Following his selection as Liberal leader and Prime Minister designate, Mark Carney’s net favourables have rebounded to +11, opening a 12-point lead over Poilievre. Those positive leadership scores have resulted in the Conservative lead narrowing once again. The CPC are now just 6 points ahead of the Liberal party in decided vote.
These are some of the findings of an online survey of 1,558 Canadian adults, sponsored and conducted by Innovative Research Group (INNOVATIVE) between March 11th and March 13th, 2025. Based on Census data from Statistics Canada, the results are nationally weighted to n=1,000.
On the first head-to-head test of Mark Carney versus Pierre Poilievre following his election as Liberal leader and Prime Minister-designate, Carney is tied with Poilievre at 30% when it comes to who Canadians think would make the best Prime Minister.
Looking just at Canadians with a firm view of who is best to be PM puts Poilievre at 39% and Carney at 38%. This is a major change compared to our last test of Justin Trudeau versus Pierre Poilievre in January 2025. Poilievre is down 8 points while Carney is 22 points higher now than Trudeau was then. Carney is equal to Poilievre in rallying support from his own partisans and beats Poilievre among other partisan segments. Carney has a 20-point lead among Time for A Change Liberals, a critical group of swing voters. The two leaders are tied in Ontario and BC, key regional battlegrounds.
With 41% having a favourable impression of Mark Carney, he is ahead of all other party leaders. Carney’s net favourability increased dramatically from – 3 to +11% this week.
Carney and the Liberals had a good week in the public discourse. An unusually high number (59%) report having read, seen or heard something about Canada’s Prime Minister and the Federal Government in the last few days, and for a plurality (44%), the impact is favourable.
The leadership parity and positive public discourse numbers have not yet translated into vote parity. The Conservatives continue to maintain a lead (now at 39% CPC, Liberals 33%), but the lead has closed by 4-points compared to last week.
Turning to the relationship between Canada and the U.S., most numbers have cooled a bit since last week’s drama:
- A large number (78%) are still watching the news at least somewhat closely, with 36% watching very closely.
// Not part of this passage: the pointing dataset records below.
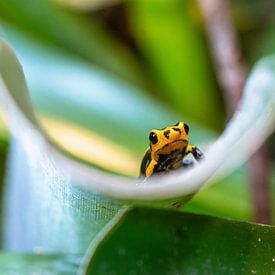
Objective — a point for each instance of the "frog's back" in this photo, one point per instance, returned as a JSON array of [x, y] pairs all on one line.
[[145, 163]]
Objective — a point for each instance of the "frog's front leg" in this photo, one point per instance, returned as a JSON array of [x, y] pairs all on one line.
[[195, 151]]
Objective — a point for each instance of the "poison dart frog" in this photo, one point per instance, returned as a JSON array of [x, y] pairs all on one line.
[[167, 151]]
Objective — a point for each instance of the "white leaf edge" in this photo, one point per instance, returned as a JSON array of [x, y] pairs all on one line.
[[246, 131]]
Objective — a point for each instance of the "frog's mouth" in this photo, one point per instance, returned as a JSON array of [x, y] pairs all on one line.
[[178, 144]]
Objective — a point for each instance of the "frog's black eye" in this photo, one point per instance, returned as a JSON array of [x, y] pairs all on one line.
[[186, 128], [153, 138]]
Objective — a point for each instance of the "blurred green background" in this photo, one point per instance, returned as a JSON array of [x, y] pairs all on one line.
[[103, 73]]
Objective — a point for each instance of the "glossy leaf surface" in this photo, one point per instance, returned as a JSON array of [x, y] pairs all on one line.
[[181, 243]]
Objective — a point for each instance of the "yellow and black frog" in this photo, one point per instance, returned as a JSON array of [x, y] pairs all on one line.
[[168, 148]]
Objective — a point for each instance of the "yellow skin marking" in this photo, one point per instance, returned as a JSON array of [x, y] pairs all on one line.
[[168, 147]]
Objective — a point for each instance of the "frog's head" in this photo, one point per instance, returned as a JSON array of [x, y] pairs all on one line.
[[168, 139]]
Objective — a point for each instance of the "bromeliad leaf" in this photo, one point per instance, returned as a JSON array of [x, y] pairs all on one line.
[[183, 243], [256, 114]]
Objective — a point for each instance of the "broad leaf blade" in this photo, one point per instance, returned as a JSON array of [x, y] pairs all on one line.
[[25, 264], [255, 115], [181, 243]]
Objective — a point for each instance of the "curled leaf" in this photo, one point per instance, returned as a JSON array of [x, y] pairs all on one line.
[[251, 124]]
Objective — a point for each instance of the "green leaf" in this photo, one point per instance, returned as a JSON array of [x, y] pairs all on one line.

- There is a slight shift in how Canadians feel about Donald Trump’s election as the U.S. President. Currently 60% are feeling at least somewhat afraid, which is down from 64% a week ago.
- Net approval for how the Federal government is responding to Trump is down from +39 last week to +31 now
- Approval for how Poilievre is responding to Trump is fairly stable but trails the federal government at only +6.
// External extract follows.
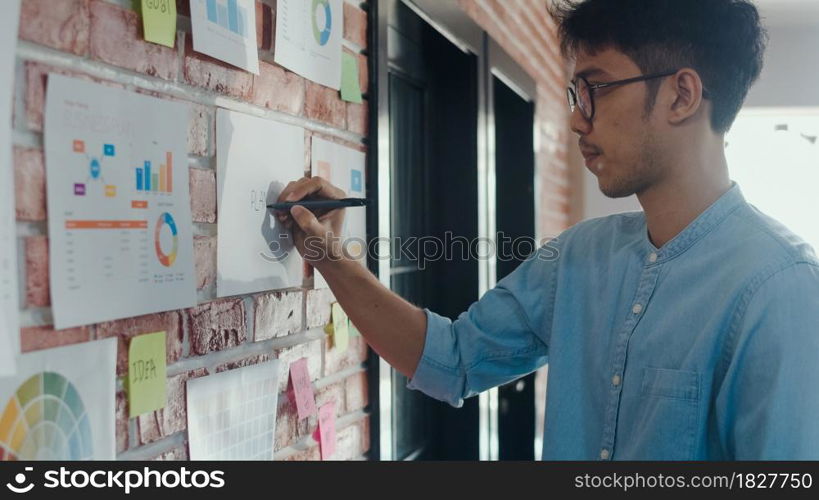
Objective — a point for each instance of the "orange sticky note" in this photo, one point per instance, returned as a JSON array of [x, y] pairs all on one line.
[[327, 430], [302, 389]]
- Total concern over a 25% tariff on Canadian imports to the U.S. is down marginally this week from 84% to 81%, and intensity is down from 53% very concerned to 47%.
Three-in-ten (61%) support the federal government banning the export of critical products to the U.S. if the U.S. places tariffs on Canadian exports to the U.S. This marks a potential turnaround as, until this week, this figure had been rising steadily from 55% in late January to 65% a week ago.